Fair Game: Speaking, Mumbling, or Shouting Truth to Power?

I admire Jeffrey Skoll and Participant Media, the company he founded. They have a clear vision: hire name directors to make aesthetically compelling political films that show heroic individuals fighting corporate or government bureaucracies and conclude with an actionable message to the audience. Sometimes this formula works well, on other occasions not so well, and here are two of each.

George Clooney’s Good Night and Good Luck employed an early Fifties black and white palette to recount broadcaster Edward R. Murrow’s battle against Senator McCarthy. Charlie Wilson’s War used Aaron Sorkin’s hyper-articulate walk-and-talk style to tell the story of the Congressman’s struggle to build support for arming the Afghan mujahideen in their ultimately successful war against the Soviets. Both movies made clear that the victory was ambiguous. Morrow helped drive McCarthy from the Senate but lost his prime time show. The Afghan mujahideen became the Taliban. While both movies supported a cause, neither told the viewer how to sign up after leaving the theater.

Niki Caro’s North Country oversimplified a long legal fight against sexual harassment (Jensen vs. Eveleth Taconite), turning it into one courtroom scene where a Perry Masonesque lawyer by breaking down a hostile witness redeems the protagonist, proving that she was not a teenage slut but rather a victim of rape. Conversely, Davis Guggenheim’s documentary Waiting for Superman spun too complicated a tale about charter schools and educational reformers.
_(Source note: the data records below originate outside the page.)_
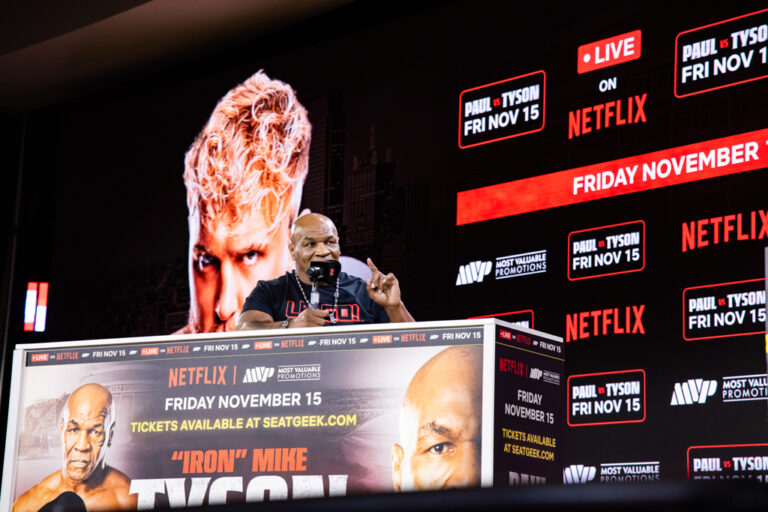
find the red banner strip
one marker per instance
(665, 168)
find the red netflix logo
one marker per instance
(609, 52)
(604, 322)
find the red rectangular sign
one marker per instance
(609, 52)
(665, 168)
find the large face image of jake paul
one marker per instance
(244, 175)
(440, 421)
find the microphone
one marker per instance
(66, 502)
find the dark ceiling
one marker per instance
(52, 51)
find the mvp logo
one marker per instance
(473, 272)
(579, 474)
(258, 374)
(694, 391)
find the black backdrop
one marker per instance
(104, 215)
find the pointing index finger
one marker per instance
(373, 268)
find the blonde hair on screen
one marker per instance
(251, 157)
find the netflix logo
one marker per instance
(609, 52)
(604, 322)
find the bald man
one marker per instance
(87, 427)
(440, 424)
(285, 301)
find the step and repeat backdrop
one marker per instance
(596, 172)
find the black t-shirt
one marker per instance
(280, 298)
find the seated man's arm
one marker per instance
(255, 319)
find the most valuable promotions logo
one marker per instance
(473, 272)
(693, 391)
(579, 474)
(258, 374)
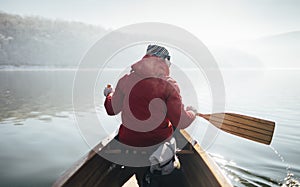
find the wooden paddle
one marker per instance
(251, 128)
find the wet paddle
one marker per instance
(251, 128)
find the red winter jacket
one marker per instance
(150, 103)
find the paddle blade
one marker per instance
(251, 128)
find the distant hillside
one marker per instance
(42, 42)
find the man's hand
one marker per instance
(107, 90)
(190, 108)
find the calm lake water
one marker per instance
(39, 136)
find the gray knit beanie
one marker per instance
(155, 50)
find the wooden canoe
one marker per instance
(93, 170)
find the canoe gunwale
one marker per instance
(193, 149)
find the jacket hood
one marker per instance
(151, 66)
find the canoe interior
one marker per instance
(94, 170)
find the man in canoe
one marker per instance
(150, 103)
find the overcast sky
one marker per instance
(213, 21)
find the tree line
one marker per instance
(36, 41)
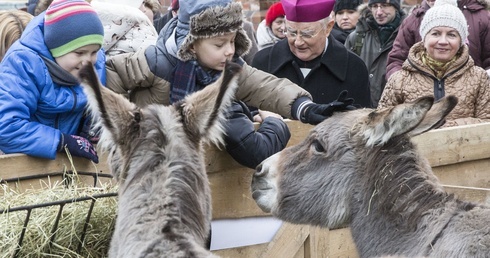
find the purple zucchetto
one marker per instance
(307, 10)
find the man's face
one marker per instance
(307, 40)
(346, 19)
(383, 13)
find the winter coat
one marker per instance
(374, 55)
(339, 70)
(144, 76)
(248, 146)
(265, 36)
(478, 19)
(34, 110)
(463, 79)
(31, 5)
(126, 29)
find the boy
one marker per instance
(41, 101)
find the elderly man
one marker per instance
(312, 58)
(373, 39)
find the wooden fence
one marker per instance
(459, 156)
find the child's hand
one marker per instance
(264, 114)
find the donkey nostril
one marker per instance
(259, 171)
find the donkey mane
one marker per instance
(360, 169)
(398, 188)
(156, 155)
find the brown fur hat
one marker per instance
(216, 21)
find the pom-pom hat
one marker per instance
(307, 10)
(216, 21)
(71, 24)
(444, 13)
(274, 11)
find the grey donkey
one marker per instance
(360, 169)
(156, 155)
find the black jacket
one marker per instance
(247, 146)
(338, 70)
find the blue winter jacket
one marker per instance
(34, 110)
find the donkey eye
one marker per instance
(317, 146)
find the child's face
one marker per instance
(73, 61)
(213, 53)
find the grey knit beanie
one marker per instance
(215, 21)
(444, 13)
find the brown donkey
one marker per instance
(360, 169)
(156, 155)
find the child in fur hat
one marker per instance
(42, 103)
(191, 53)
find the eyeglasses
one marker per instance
(383, 7)
(303, 35)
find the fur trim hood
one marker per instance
(216, 21)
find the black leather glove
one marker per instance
(78, 146)
(315, 113)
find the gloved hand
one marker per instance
(78, 146)
(316, 113)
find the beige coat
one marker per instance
(129, 74)
(463, 79)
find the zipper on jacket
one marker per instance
(57, 119)
(438, 89)
(75, 99)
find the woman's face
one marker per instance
(212, 53)
(442, 43)
(346, 19)
(278, 27)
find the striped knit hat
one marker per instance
(71, 24)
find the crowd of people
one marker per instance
(304, 61)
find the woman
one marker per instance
(273, 27)
(441, 65)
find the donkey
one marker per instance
(156, 155)
(360, 169)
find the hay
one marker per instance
(46, 238)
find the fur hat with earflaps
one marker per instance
(216, 21)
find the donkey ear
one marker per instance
(204, 111)
(111, 111)
(435, 116)
(384, 124)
Both movies encouraged the viewer to visit a web site and join the cause: opposition to harassment in one, educational reform in the other.

So is the latest Participant Media offering, director Doug Liman’s Fair Game a hit or a miss? The terrain the movie covers is the relationship between politicians and professional public servants. Two episodes are at the heart of the movie.

Former ambassador Joseph Wilson was employed as a consultant to the CIA to determine whether Saddam Hussain’s regime was importing uranium fuel from Africa to produce weapons of mass destruction. When his finding that no such importing had happened was ignored by the Bush Administration, he spoke his truth publicly in an op ed in the New York Times.

The Bush Administration exacted revenge on Wilson’s wife, Valerie Plame Wilson, an undercover CIA agent, by leaking information that blew her cover and effectively terminated her career. The CIA reacted, appropriately, with damage control to salvage or cancel Plame’s operations. However, it failed to confront the White House on the destruction of its organizational capital. A contrast that comes to mind is Dominion Statistician Munir Sheikh’s resignation in protest against the Harper Government’s scrapping the long form census, a similar instance of destroying organizational capital.

As a student of public management, I wanted to know what constraints there were on Wilson going public (for instance, the terms of his consulting contract) and what was done with his report between the time he submitted it and the Administration ignored it. Fair Game didn’t adequately answer either question.

More broadly, Fair Game gave a considerable amount of attention to Valerie Plame’s dramatic career as a CIA agent before her cover was blown, but too little time and attention to the story of how she and her husband both used the media and the legal system to fight back. A contrast is All the President’s Men, which gave a full accounting of the journalistic craft Woodward and Bernstein used to trace the Watergate conspiracy back to the Oval Office.

That the White House attempted only to destroy the Wilsons’ careers is at least testimony to the robustness of American democracy. In other countries, for example Russia, a similar incident would have led to the whistleblowers paying with their lives. Plame would have died first, in the line of duty of course, and then Wilson, while on the run. In actual fact, the career most damaged by this episode was that of White House adviser Scooter Libby, who did prison time.

My final criticism is that I found Liman’s cinematic vision very unappealing. He filmed most of the movie through heavy filters (gauze and Vaseline?), giving it a muddy grey appearance, and shot stiflingly close to the actors.

On the other side of the ledger, what Fair Game did well was allow Sean Penn and Naomi Watts to portray a marriage of professional opposites – he, expansive and extroverted, she guarded and secretive – that was almost destroyed under pressure.

Finally, I must praise Sam Shepherd’s cameo as Plame’s father. On Plame’s visit to her parents to seek their support when the situation looked bleakest, in just a few sentences he communicated two key messages: good marriages survive storms and she had been a fighter, not a quitter, all her life. Perhaps that scene was an example of truthiness, not truthfulness, but it still worked, and the messages resonate beyond the movie.

Moving from the depiction of the events to the events, ultimately the Wilsons should derive three sources of satisfaction from this tumultuous episode in their lives. First, their marriage survived, and, by going public, they turned the attempt to destroy their careers into new careers as writers and advocates. Second, they cast doubt on the rationale for the war in Iraq and thereby contributed to undermining it. Third, they helped, literally, to take down George Bush’s reputation. American presidents remain moral guides, either to emulate or avoid, long after their terms of office are over, so their ranking in the annals of the presidency matters.